DIYP: For anyone starting out with the desire to create images like yourself, what advice would you give them about finding inspiration?
DD: A friend had a favorite saying “vacuum clean the universe”, that is be insatiable in looking and learning as much as you can.
DIYP: Which do you prefer the retouching side or the compositing side?
DD: I see them as two sides of the same coin. Compositing can be more complex than straight retouching, but it builds on and uses the same skills one would use in simpler retouching jobs.
Mostly I just love working on cool images with cool artists.
DIYP: Out of all your projects, which had the most impact on your life?
DD: When I started out one of the photographers I worked with introduced me to Roger Corman, the king of B-Grade movies. Roger produced a long list of movies such as The Little Shop of Horrors, Attack of the 50 Foot Woman, and Death Race 2000. At the time Roger’s movie posters were created using the old fashioned cut and paste and airbrushing methods.

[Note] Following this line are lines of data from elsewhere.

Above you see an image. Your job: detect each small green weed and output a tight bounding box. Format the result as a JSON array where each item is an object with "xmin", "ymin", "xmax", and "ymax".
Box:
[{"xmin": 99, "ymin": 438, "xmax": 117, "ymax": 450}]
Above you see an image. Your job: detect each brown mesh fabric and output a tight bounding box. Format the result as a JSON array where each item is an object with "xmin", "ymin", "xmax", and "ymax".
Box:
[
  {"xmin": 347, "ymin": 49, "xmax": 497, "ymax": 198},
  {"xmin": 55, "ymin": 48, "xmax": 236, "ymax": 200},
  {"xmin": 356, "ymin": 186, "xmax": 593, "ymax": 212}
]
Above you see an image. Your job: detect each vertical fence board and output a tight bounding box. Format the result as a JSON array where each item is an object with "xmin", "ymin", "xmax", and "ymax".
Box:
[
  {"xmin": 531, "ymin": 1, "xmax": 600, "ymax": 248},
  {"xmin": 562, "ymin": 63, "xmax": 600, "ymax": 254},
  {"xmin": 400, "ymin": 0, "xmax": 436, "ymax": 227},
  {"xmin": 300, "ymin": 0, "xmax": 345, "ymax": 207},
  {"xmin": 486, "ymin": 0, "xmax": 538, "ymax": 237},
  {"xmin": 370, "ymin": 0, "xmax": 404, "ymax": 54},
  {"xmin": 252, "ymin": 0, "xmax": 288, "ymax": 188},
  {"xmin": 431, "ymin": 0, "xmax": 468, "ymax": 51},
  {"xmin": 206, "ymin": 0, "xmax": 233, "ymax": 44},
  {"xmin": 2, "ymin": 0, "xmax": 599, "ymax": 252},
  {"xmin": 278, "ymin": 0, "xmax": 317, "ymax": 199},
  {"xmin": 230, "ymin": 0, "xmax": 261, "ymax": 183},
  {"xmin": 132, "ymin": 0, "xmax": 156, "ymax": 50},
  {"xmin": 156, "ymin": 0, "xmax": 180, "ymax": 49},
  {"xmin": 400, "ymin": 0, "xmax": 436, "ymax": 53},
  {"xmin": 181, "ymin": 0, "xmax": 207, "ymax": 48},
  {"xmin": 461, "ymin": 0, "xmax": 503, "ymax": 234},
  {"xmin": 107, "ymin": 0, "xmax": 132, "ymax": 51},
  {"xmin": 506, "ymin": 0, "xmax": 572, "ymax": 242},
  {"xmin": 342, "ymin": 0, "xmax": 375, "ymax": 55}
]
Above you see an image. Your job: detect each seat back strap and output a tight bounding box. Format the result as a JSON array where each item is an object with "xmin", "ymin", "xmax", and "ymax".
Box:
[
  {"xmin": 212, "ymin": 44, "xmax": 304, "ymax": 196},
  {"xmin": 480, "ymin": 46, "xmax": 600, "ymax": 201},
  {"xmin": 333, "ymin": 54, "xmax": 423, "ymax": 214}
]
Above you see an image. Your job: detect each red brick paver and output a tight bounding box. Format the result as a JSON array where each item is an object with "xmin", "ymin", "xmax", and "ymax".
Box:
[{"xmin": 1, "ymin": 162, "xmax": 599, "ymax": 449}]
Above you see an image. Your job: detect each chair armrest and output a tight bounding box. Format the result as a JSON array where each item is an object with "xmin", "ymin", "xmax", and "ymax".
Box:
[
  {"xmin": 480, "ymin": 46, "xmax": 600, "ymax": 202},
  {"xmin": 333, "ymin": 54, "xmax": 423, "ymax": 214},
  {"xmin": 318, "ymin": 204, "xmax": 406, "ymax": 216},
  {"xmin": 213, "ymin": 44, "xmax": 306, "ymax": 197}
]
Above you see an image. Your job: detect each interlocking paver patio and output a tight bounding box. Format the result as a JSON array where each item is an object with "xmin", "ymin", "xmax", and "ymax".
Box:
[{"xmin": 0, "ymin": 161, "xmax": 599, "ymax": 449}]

He wanted to start using digital imaging to create the final art and so for about 10 years I did all the retouching on the art for his movie posters and home video packaging.
He used several independent designers to create the designs so as these folks moved on to working with the bigger movie poster agencies my network grew and I started getting more work on “A List” movies.
DIYP: If you were only allowed to give one essential piece of advice to a beginner, what would it be?
DD: The most important skill is learning how to “see”. You can know all sorts of techniques but if you have not developed your eye your work will look “off” and you’ll not know why.
So you need a strong background in art or photography before you can become a good retoucher. You need to understand light, color and composition first before you can really be good at any other part of working on images.
DIYP: What cool projects do you have lined up for 2018.
DD: Every year always seems to bring unexpected projects my way, usually on pretty short notice. But a few weeks ago I got work the folks at Ten 30 Studios on some really cool art for the next Dead Pool movie.
And I have a few speaking/teaching events that are falling into place as well. With any luck I’ll be returning to Serbia at the end of May to teach a 2 day class at their Fotorama festival.
DIYP: Where would you like to see yourself in 10 years time?
DD: Doing more retouching and teaching. I’ve been doing this for over 25 years and I still love this work. Even on a stressful day I’ll find myself smiling as I get into working on some cool image. I’m really lucky to love what I do and I can’t see myself stopping anytime soon.